To keep the number of records in database 352 manageable no matter how large the number objects managed by apparatus 300, each type of finite state machine is defined only once. For each managed object 314 a virtual state machine comprising the name of the object, the type of state machine and the current state of the state machine is added to and maintained by database 352. As events are received, the decision engine 334 uses database 352 to “look up” the next state and the actions to be performed in the tables and records that define the state machines.
The inventive network appliance 300 reduces false positives through use of the state machines, When a device is first reported down, appliance 300 doesn't alert the end user that the device is down without confirmed verification. This process is done by waiting a certain amount of time and re-polling the device. If the second poll shows that the device is still down, appliance 300 sends out an alert.
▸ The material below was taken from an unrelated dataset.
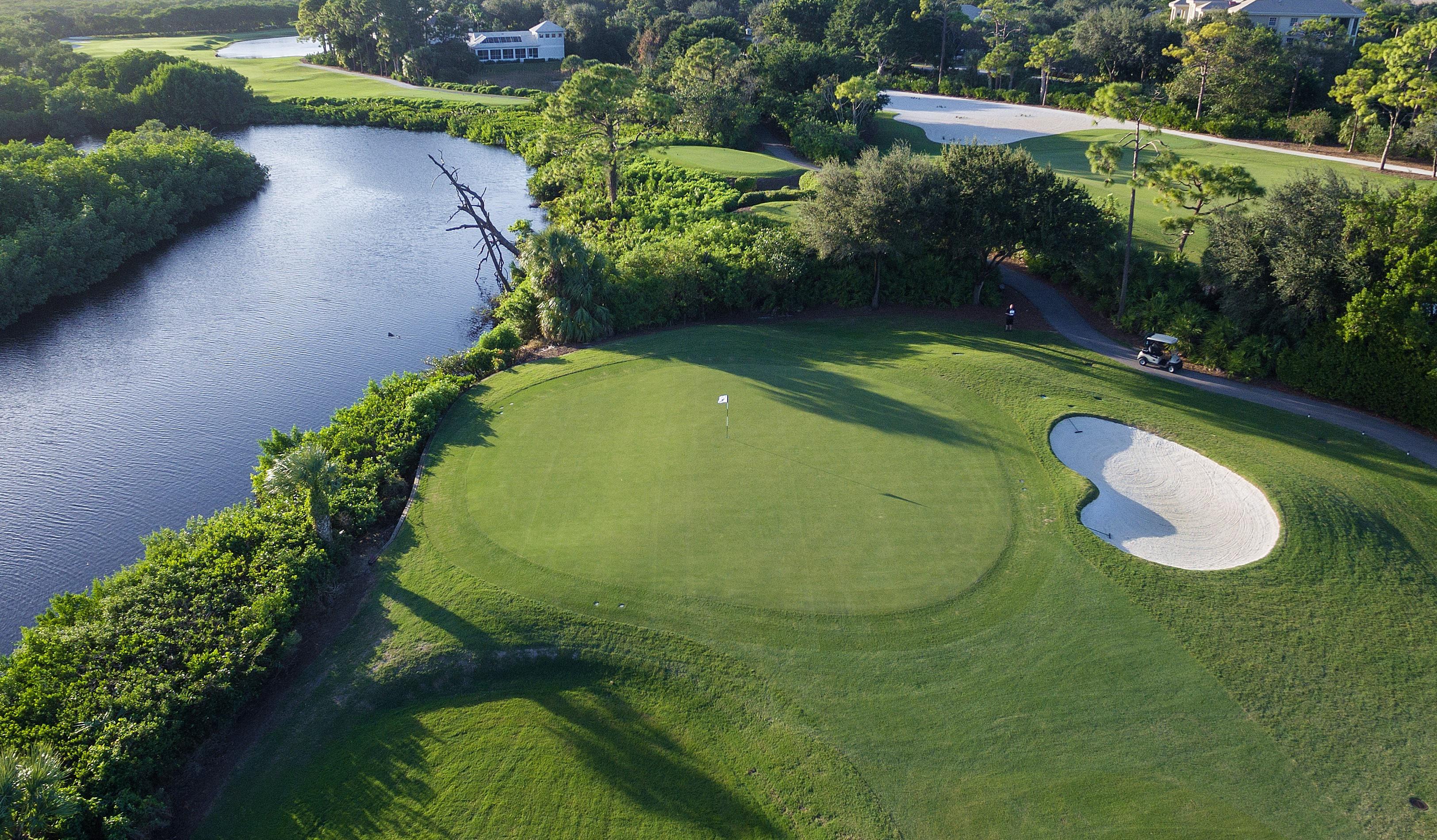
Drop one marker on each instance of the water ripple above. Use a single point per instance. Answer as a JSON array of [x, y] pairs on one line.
[[137, 405]]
This process of verifying statuses before reporting alarms is facilitated by the Decision Engine 334 and the state machines associated with the monitored device.
Decision Engine 334 uses the specially designed finite state machines to verify that monitored objects identified as critical by the Status Poller Module and Dependency Checker are in fact down. Decision Engine 334 then performs such functions as: Initiating detailed information in support of new case generation for the down object, or status updates to existing cases at specific time intervals for impacted objects, including device- or condition-specific messages that are provided by the state machine; updating existing cases when objects become available; and suppressing case updates for monitored objects that have exceeded a defined number of updates within a prescribed period of time.
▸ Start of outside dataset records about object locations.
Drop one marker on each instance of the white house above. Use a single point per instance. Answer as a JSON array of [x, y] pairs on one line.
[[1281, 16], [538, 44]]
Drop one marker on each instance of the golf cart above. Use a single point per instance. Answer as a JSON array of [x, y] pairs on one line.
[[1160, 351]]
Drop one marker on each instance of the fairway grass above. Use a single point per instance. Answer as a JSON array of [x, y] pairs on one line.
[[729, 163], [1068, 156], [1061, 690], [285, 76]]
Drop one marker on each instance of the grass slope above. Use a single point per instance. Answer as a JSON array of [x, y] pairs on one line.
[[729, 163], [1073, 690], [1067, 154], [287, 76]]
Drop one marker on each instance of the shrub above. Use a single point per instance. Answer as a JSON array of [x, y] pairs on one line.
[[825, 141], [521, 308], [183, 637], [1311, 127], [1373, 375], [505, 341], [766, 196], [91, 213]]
As will be obvious to those reasonably skilled in the arts. Other state machine models may be accommodated by appliance 300 and used similarly without significant reconfiguring of the device beyond recompiling of the appropriate code segments. Extensibility is accomplished by allowing new and enhanced finite state machine models to be quickly developed and introduced without the need to change system code. For example, if a new Finite State Machine is needed because a new type of status poll has been created to better monitor or manage a specific object, the definition of this new State Machine does not require a change to the appliance 300 application software. Once the new State Machine is added to the system, any managed object that is of the new status poll type will be handled by the Decision Engine without requiring recompilation of any part of the underlying Decision Engine code. In addition, the functionality of the Decision Engine can be extended by its ability to run any program, script or utility that exists on the appliance 300 application. This function can be applied to instances such as when a process managed by appliance 300 is identified as “down”, the Finite State Machine for that object can be designed to run a command that will attempt to restart the process without human intervention.
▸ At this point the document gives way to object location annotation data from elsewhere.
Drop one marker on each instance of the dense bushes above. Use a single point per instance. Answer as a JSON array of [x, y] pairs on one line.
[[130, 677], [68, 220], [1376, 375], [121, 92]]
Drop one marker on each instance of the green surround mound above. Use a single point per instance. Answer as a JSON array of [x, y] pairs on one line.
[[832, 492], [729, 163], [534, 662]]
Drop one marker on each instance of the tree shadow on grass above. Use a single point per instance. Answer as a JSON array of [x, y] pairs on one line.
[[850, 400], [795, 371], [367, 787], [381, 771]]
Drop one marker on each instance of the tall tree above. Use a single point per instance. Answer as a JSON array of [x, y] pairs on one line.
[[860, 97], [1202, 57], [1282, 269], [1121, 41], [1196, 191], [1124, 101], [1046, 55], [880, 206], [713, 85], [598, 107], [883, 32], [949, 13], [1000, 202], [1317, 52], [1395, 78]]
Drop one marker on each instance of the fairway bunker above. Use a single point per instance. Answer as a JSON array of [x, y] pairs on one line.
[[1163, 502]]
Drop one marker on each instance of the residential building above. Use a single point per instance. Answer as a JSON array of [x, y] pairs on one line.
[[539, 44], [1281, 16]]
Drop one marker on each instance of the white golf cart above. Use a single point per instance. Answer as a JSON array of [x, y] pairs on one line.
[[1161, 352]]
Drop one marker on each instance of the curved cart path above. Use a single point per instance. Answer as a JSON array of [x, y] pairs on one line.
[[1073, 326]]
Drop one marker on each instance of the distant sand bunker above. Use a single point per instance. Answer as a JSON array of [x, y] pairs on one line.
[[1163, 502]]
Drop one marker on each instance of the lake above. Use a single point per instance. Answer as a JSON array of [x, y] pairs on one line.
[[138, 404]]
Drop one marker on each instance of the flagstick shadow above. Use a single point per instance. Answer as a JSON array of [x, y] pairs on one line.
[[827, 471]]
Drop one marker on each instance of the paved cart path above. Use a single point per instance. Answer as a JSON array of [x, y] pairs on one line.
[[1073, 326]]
The virtual state machines provide a significant scaling advantage as compared to traditional state machines. Implementation of virtual state machines within a database solves several constraints including constraints associated with memory resident state machines implemented in RAM. With the memory constraint removed, the number of virtual state machines maintained concurrently may be increased by orders of magnitude. In addition, implementation of virtual machines in memory rather that as executing processes, allows the state data of monitored objects to be retained through a loss of power by the network appliance.
In terms of decision process, the Decision Engine 334 receives potential issues and supporting details following Root Cause Analysis. The defined Finite State Machine(s) for the identified objects are invoked to supplement the discovery and validation process. Based on its instructions, the Decision Engine 334 then seeks to validate the status of the device as well as other surrounding devices through the On-Demand Status Poller Module 335. The On-Demand Status Poller 335 returns status details to the Decision Engine 334 where the results are evaluated further. Once a network issue has been isolated and validated, the source of the problem and other supporting detail is passed to the Case Management system 336, which is the primary component of appliance 300's Service Management capability. Additionally, the status details relating to the root cause and devices affected through dependency are provided to the Status View Maintenance Module 385, which depicts the status in the Network Status Table and Status Maps 387. The various appliance 300 modules continue this course of action and provide updates to both cases and status indications as status conditions change.
The Status Poller polls managed objects and awaits a response within system defined parameters. Should a response not be received, the event is forwarded to the decision engine for further analysis, Concurrently, the Trap Receiver system fault trapper will collect and forward trap information to the decision engine for further analysis. The output of the decision engine is a validated problem requiring action or acknowledgement by a human operator. The decision engine uniquely identifies the problem for documentation. At a minimum the uniqueness of the problem is established by identifying the managed object effected and providing a date and time stamped description of the validated problem. The validated problem may be enhanced by further identifying the decision engine as the initiator of the problem, identifying the status of the problem, and assigning a priority to the problem. Any combination of fields within the database may be used to develop a list of problems and the order in which the problems should be addressed. For example, the database may be configured to sort and list problems by priority and date/time stamp. Thus the human technician may view a list of problems with priority one problems, sorted by age, at the top of the list. The human operator typically will document all actions taken. Actions taken will be date/time stamp and chronologically listed within the problem description along with all machine-generated information. Thus the documentation/notification engine will have recorded machine generated validated problems along with human actions within a self contained, chronological description of the problem and all actions through resolution.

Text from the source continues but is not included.